‘Anyone who goes into a public place armed with a knife and uses it to kill must anticipate commensurate punishment,” a judge said as he jailed a man for life for murdering a Sheffield dad.
Dressed in a grey Nike t-shirt and tracksuit bottoms, Danny Trotter, said nothing as he was taken down to begin a life sentence, with a minimum term of 22 years.
He was found unanimously guilty of the murder of 31-year-old Gavin Singleton on Wednesday, following a two-week trial at Sheffield Crown Court.
Mr Justice Nicklin told him: “I fully recognise the public concern about knife crime. The Court of Appeal has stated, clearly, that murders like that of Gavin Singelton outrage and horrify our community. Anyone who goes into a public place, armed with a knife or other weapon, and who uses it to kill, must anticipate punishment commensurate with that justified outrage and public concern.
Mr Singleton’s mother described the devastating affect his death has had on their entire family.
She said: “Gavin has left a big hole in all our lives and will be missed terribly, every day, but no more so than by his 11-year-old boy who will now grow up not doing what children do best with their fathers, playing games, birthdays and Christmas. This has been taken from him at such a young age.”

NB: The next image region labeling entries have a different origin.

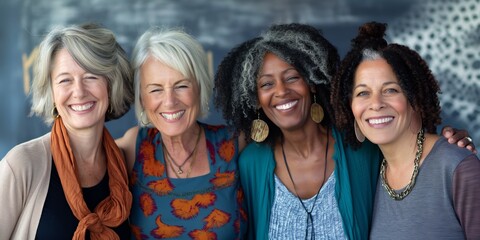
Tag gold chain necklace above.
[162,127,202,177]
[380,129,425,201]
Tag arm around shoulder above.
[453,154,480,239]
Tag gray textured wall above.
[0,0,480,157]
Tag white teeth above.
[275,100,298,110]
[368,117,393,124]
[71,103,93,112]
[162,111,185,120]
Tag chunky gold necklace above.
[380,129,425,201]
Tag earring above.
[310,93,324,123]
[250,111,269,142]
[52,104,59,118]
[353,121,365,142]
[140,111,150,126]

Trotter was also found guilty of wounding Mr Singleton’s friend, Scott Fauvel, who was stabbed in the leg during the same incident on September 23 last year. He pleaded guilty to possession of an offensive weapon and supply of a Class A drug prior to the trial.

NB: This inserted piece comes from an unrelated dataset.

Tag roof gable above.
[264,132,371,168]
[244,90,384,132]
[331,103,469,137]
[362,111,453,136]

The court heard how Mr Singleton and his friend, Scott Fauvel, had been enjoying a night out together in the hours prior to the attack.

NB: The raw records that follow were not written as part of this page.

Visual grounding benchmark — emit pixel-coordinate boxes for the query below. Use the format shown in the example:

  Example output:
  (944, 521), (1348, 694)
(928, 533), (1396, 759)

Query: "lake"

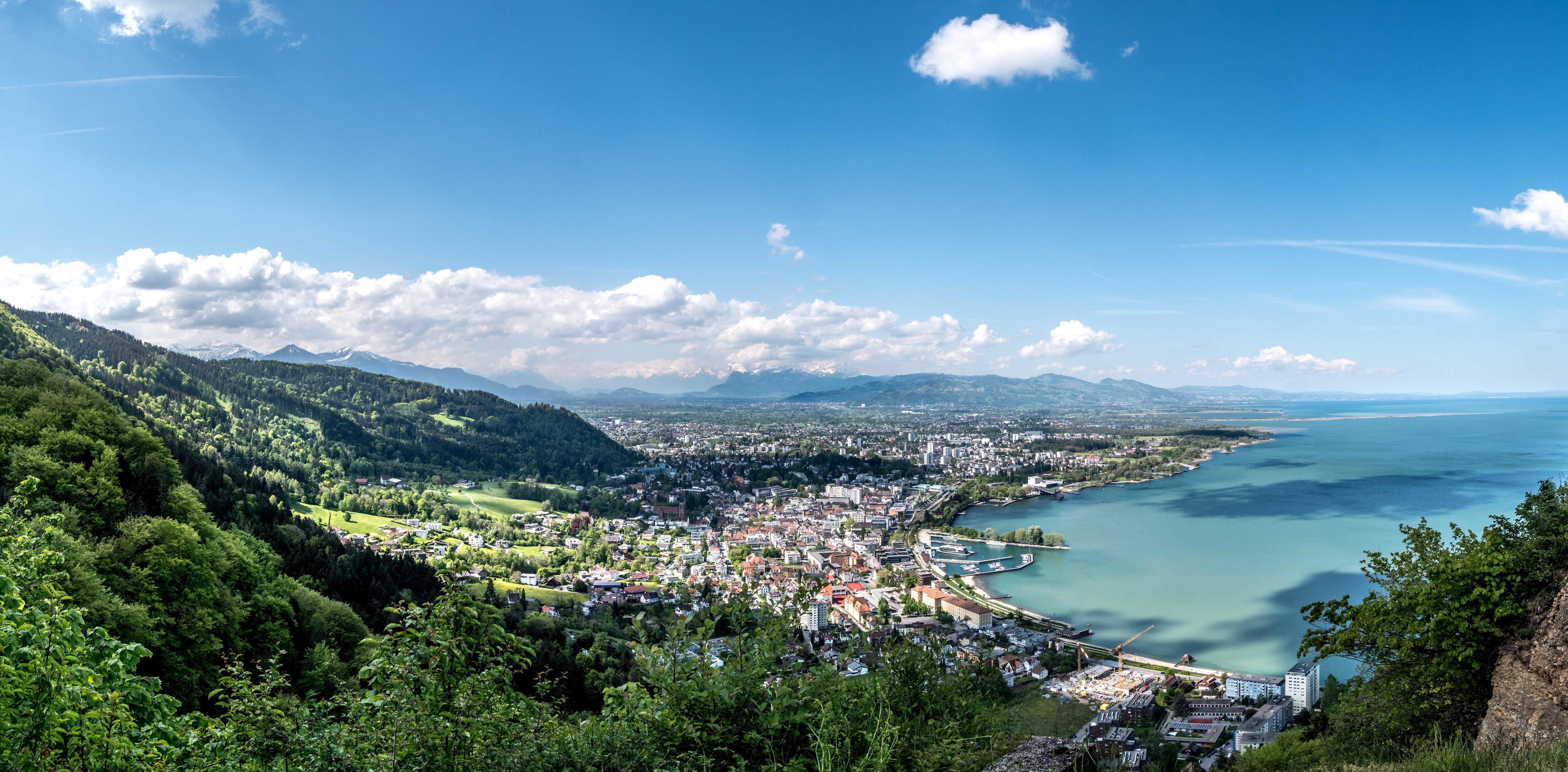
(956, 399), (1568, 678)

The pair went to the Rawson Spring pub in Hillsborough so Mr Singleton could buy cocaine from Trotter, who was described as being a ‘low-level dealer’ by Mr Justice Nicklin.
Mr Singleton failed to pay for the drugs, and a heated argument erupted between him and Trotter in the alleyway next to the pub.
Trotter stabbed Mr Fauvel first, before turning his attention to Mr Singleton.
“You delivered four very forceful stabs to Mr Singleton with the knife. One of these blows caused what proved to be a fatal injury,” said Mr Justice Nicklin.
He added: “You contended that you had stabbed Mr Singleton in self-defence. Anyone who watched the CCTV footage could see that you were not acting in self-defence. You pursued an unarmed man and stabbed him.
“When you were cross-examined, you accepted that you had attacked Mr Singleton because you needed to enforce the drugs deal that Mr Singleton had reneged on. It was an act of retribution.”
The court was told how Mr Singleton collapsed around two minutes after the first stab wound and never regained consciousness.
“The prolonged cardiac arrest caused by the stabbing meant Mr Singleton had suffered irretrievable brain damage. Tragically, his family had to make the dreadfully painful decision to withdraw his life support on October 1, 2018. Mr Singleton died, never having regained consciousness on October 6, 2018,” said Mr Justice Nicklin.
Defending, John Elvidge QC, said: “This case provides a strong example of the dangers of carrying a knife, and then getting involved in a dispute and resorting to use of that knife during the course of that dispute, with appalling consequences for very many people.”
In mitigation, Mr Elvidge described Trotter as young man with a ‘difficult background,’ who does not have any previous convictions for violence. “Mr Trotter did not set out to kill,” said Mr Elvidge.
Referring to the knife attack on Mr Fauvel, Mr Elvidge said: “We do make the point of a struggle, we make the point of [the stab wound being inflicted] to the leg, we make the point of a single stab wound.”